Combustion chamber 20. Each of the nozzles mixes only the segment associated with it. This can be done both at the same time as well as in time so that the next segment is mixed only when the mixing process of the preceding segment is completed. Neither must the nozzles necessarily be evenly distributed around the circumference, nor the mixing segments be the same size, nor the

be injected fuel quantity equal for all nozzles, nor the time intervals for the injection start of the nozzles be the same length. Rather, all of these parameters can be customized be adapted to the requirements of an ideal mixing process for the respective operating condition of the engine, for example by a plurality of mechanically driven single injection pumps, or by electronic means and controls as in

Common rail engines.

Claims

claims

1. A fuel injection method for diesel engines with tangentially arranged on the cylinder circumference injection nozzles, characterized in that by two or more

Injectors, the fuel from the cylinder circumference is injected toward the combustion chamber.
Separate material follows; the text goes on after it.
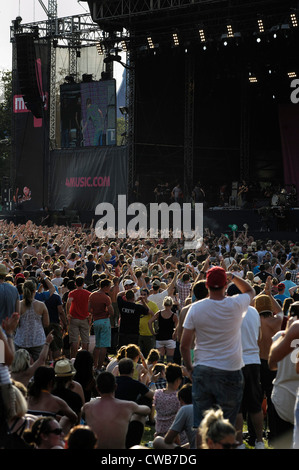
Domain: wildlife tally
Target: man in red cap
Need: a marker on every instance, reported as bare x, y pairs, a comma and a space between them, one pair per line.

2. Fuel injection method for diesel engines, according to claim 1, characterized in that the main mass of the injected amount of fuel is directed tangentially to the gravity circuit of the combustion chamber volume.

3. Fuel injection method for diesel engines, according to claim 1 and 2, characterized in that the

Injection through the injectors not simultaneously, but in succession happens in chronological order.

4. Fuel injection method for diesel engines, according to claim 1 to 3, characterized in that each nozzle is associated with a combustion chamber segment, for the mixing of which it is responsible, without overlapping the

Mixing segments thereby occurs.

5. Fuel injection method for diesel engines, according to claim 1 to 4, characterized in that the

Mixing process for the individual combustion chamber segments takes place successively, wherein the first injections still occur during the compression stroke at a time in which the fuel-air mixture generated is not yet ignitable and only with the last injection, the compression is sufficient to ignite the mixture.

6. Fuel injection method for diesel engines, according to claim 1 to 5, characterized in that the combustion chamber in which takes place the mixing process, is rotationally symmetrical.

7. Fuel injection method for diesel engines, according to claim 1 to 6, characterized in that the

Injection nozzles are each associated with their own injection pumps whose mechanical actuation takes place by means of their specially assigned cams on the camshaft, so that both an independent start of injection, as well as an independent injection amount can be supplied individually to each injector.

8. Fuel injection method for diesel engines, according to claim 1 to 7, characterized in that the time sequence and the quantity control of the nozzles by a

electronic control unit with means such as the Coirsmon-Rail method, so that the most favorable

Mixing process for the speed-load map is stored and controlled in corresponding folders of the controller.

9. Fuel injection method for diesel engines, according to claim 1 to 8, characterized in that it is used explicitly in opposed piston engines.

10. Fuel injection method for diesel engines, according to claim 9, characterized in that the volume of the combustion chamber, in which the mixing takes place, is divided equally between the two opposed pistons.